D-Lib Magazine
The Magazine of Digital Library Research
transparent image

D-Lib Magazine

January/February 2011
Volume 17, Number 1/2
Table of Contents


Access to Research Data

Introduction From the Guest Editors

Jan Brase
German National Library of Science and Technology

Adam Farquhar
British Library



Printer-friendly Version



Scientists around the world are addressing the need to increase access to research data. Science is international and global cooperation is imperative. DataCite, launched in December 2009, is an association of more than a dozen members from 10 countries and growing, that enables researchers to locate, identify, and cite research datasets with confidence, and plays a global leadership role in promoting the use of persistent identifiers for datasets. In June 2010, the first DataCite summer meeting took place in Hannover, Germany and provided a forum for 25 speakers and nearly 100 participants from Europe, North America and Australia to exchange information for handling research data. This special issue of D-Lib Magazine includes eight articles derived from talks given at the summer meeting and one additional article on the quality of research data. Together, these articles provide a snapshot of the state-of-the-art on these topics.



Access to research data has become a global imperative. Around the world, the organisations that fund scientific research at the national level are addressing the need to increase awareness of, and accessibility to, research data.

Nevertheless science itself is international. Scientists participate in global unions, associate themselves with their disciplines, and collaborate in projects. They share results with colleagues all over the world and use information from many global sources.

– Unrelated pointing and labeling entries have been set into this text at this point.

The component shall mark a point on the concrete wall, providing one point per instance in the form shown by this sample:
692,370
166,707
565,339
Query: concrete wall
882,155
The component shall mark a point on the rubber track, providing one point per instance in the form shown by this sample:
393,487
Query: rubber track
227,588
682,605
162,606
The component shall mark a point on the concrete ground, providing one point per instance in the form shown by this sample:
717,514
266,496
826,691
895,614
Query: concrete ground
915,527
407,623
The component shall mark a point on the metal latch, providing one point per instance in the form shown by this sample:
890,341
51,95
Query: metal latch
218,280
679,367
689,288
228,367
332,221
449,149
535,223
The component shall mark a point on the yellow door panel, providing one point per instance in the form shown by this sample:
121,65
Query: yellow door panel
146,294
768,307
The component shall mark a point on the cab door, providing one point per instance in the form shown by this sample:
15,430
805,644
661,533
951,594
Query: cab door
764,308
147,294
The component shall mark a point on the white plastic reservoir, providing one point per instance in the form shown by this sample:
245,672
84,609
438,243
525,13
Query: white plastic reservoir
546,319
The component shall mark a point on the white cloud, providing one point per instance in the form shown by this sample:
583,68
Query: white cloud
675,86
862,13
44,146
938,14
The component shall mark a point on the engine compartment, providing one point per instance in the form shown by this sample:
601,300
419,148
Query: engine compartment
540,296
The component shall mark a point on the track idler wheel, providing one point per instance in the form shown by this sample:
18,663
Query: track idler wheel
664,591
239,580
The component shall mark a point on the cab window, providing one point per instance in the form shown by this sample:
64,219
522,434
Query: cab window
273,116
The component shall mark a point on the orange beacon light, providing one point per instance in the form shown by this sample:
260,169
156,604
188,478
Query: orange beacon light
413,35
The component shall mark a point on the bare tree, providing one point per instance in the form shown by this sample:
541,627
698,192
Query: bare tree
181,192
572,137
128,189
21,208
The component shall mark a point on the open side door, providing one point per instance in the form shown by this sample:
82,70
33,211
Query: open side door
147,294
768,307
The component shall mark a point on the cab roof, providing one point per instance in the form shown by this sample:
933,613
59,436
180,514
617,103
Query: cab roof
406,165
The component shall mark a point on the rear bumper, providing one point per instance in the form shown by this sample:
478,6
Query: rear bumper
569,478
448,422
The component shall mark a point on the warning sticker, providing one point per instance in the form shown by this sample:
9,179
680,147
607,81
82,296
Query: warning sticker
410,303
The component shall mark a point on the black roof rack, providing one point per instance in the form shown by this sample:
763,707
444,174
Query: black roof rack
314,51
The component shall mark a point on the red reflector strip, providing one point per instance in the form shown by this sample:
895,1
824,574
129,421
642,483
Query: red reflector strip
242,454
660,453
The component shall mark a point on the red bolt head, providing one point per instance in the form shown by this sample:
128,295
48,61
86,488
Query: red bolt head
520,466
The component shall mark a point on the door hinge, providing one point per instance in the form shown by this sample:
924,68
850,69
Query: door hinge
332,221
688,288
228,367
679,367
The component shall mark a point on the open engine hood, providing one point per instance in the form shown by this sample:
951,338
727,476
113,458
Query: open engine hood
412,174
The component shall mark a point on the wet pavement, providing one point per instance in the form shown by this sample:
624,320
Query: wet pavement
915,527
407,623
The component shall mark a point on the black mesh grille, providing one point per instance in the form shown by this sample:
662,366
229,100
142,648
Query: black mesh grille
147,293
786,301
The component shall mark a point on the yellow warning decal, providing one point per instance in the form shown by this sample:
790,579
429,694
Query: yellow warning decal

In order to address the challenge of increasing access to research data, an effective approach much take this dual nature into account. It must encourage global cooperation for data access via national representatives:

  • a global cooperation, because scientists work globally and scientific data are created and accessed globally;
  • with national representatives, because most scientists are embedded in national funding structures and research organisations.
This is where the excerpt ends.